May is Older Americans Month and on May 14th in support of this, Feeding America released The State of Senior Hunger in America in 2017, a report by Dr. Craig Gundersen and Dr. James P. Ziliak, documenting the extent and distribution of food insecurity among seniors age 60 and older. The report found that, as of 2017, 7.7% of seniors are food insecure, a rate that is statistically indistinguishable from the rate in 2016. That is 5.5 million seniors age 60 and older. If this rate stays constant, due to the increasing share of seniors in the population, by 2050, more than 8 million seniors will be food insecure.
There is variation in senior food insecurity by state and region. Senior food insecurity reaches a high in Louisiana, where 12.3% of the senior population experiences food insecurity, and a low in Minnesota, where 2.8% of the senior population faces food insecurity. Senior food insecurity is more pronounced in the southern Census region, where 9.2% of seniors are food insecure, compared with 7.3% in the Midwest, 7.2% in the West, and 6.0% in the Northeast.
New to this year’s report is an analysis of senior food insecurity at the major metropolitan area level that allows us to look at senior food insecurity at a closer level. Senior food insecurity ranges from a high of 17.3% in the Memphis metro area, to a low of 3.0% in the Minneapolis-St. Paul metro area.

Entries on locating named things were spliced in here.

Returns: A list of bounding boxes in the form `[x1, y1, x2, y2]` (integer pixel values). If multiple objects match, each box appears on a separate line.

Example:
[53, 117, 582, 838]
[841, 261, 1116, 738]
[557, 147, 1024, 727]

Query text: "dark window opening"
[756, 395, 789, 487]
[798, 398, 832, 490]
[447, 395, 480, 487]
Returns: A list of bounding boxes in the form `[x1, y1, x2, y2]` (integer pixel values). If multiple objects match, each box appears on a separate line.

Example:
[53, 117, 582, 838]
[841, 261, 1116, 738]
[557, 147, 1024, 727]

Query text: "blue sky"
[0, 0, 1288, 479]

It is important to look at how senior food insecurity affects different groups of people to get a better sense of food insecurity among seniors. Seniors who are people of color tend to be at higher risk for experiencing food insecurity. Because of population size, the majority of the food-insecure senior population is white, but African American and Hispanic seniors are disproportionately affected by food insecurity. Food insecurity among African American seniors is more than double the rate among white seniors (17.2% versus 6.5%), and food insecurity among Hispanic seniors is more than double the rate among non-Hispanic seniors (16.3% versus 6.9%).

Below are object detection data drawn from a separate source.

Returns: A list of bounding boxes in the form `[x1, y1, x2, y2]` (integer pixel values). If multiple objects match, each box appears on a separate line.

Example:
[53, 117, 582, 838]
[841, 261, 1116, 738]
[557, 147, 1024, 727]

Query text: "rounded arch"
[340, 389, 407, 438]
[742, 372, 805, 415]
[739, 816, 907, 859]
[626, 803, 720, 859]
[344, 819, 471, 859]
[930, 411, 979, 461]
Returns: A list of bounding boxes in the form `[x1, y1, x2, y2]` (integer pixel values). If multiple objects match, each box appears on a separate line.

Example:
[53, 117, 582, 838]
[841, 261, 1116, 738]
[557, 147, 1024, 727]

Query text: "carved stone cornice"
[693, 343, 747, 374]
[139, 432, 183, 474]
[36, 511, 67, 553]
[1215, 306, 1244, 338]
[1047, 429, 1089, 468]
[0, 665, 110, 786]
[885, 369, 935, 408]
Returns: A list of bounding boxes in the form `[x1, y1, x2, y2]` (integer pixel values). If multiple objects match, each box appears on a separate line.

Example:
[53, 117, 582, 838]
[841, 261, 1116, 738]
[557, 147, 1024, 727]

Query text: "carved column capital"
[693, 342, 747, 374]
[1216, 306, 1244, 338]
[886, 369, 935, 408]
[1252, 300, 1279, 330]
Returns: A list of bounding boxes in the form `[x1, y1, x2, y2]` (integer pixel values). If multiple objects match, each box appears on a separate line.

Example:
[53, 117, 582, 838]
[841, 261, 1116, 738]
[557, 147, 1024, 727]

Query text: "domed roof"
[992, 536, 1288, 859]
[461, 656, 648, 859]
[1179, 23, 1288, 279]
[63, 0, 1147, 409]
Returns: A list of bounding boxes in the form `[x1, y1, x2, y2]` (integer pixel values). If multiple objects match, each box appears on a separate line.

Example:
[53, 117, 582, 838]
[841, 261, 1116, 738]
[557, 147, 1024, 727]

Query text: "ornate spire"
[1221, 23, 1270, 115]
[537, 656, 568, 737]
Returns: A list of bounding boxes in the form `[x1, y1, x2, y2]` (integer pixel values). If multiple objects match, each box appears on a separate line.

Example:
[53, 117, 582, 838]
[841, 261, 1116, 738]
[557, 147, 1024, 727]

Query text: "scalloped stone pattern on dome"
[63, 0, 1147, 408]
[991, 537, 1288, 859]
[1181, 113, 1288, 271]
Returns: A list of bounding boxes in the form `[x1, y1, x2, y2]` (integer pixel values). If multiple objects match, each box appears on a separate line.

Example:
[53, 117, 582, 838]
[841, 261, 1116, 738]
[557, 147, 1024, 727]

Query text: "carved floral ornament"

Seniors with grandchildren present face food insecurity at a rate more than double that of seniors in households with no grandchildren present (15.7% versus 7.3%). Seniors who rent are almost four times as likely to be food insecure as seniors who are homeowners (19.6% versus 5.2%).

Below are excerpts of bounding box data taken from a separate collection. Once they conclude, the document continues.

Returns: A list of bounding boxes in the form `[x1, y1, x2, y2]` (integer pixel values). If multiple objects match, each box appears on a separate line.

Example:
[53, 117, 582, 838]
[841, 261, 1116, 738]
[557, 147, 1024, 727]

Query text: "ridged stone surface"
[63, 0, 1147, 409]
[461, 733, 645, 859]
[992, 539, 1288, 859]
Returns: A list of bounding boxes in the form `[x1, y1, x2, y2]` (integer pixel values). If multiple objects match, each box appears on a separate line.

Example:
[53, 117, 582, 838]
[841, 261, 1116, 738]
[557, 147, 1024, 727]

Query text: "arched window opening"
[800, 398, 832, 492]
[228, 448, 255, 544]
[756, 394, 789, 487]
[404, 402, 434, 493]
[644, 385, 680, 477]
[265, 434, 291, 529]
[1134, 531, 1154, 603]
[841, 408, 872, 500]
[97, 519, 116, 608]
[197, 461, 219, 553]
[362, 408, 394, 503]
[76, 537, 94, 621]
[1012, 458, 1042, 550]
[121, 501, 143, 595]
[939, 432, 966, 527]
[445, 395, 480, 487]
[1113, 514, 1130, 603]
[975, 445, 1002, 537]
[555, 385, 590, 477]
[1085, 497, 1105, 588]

Federal nutrition assistance programs, such as the Supplemental Nutrition Assistance Program (SNAP), serve as the first line of defense against hunger for people of all ages, including seniors. However, not every senior who is food insecure is eligible to participate in these federal programs. As a result, the charitable sector is an important source of food for many individuals and families at risk of hunger across the country. Feeding America and the network of 200 food banks serve millions of seniors annually through a variety of programs that range from traditional pantry programs to specialized meal and grocery programs designed to address the unique needs of seniors.
Mark Strayer is a Research Analyst at Feeding America.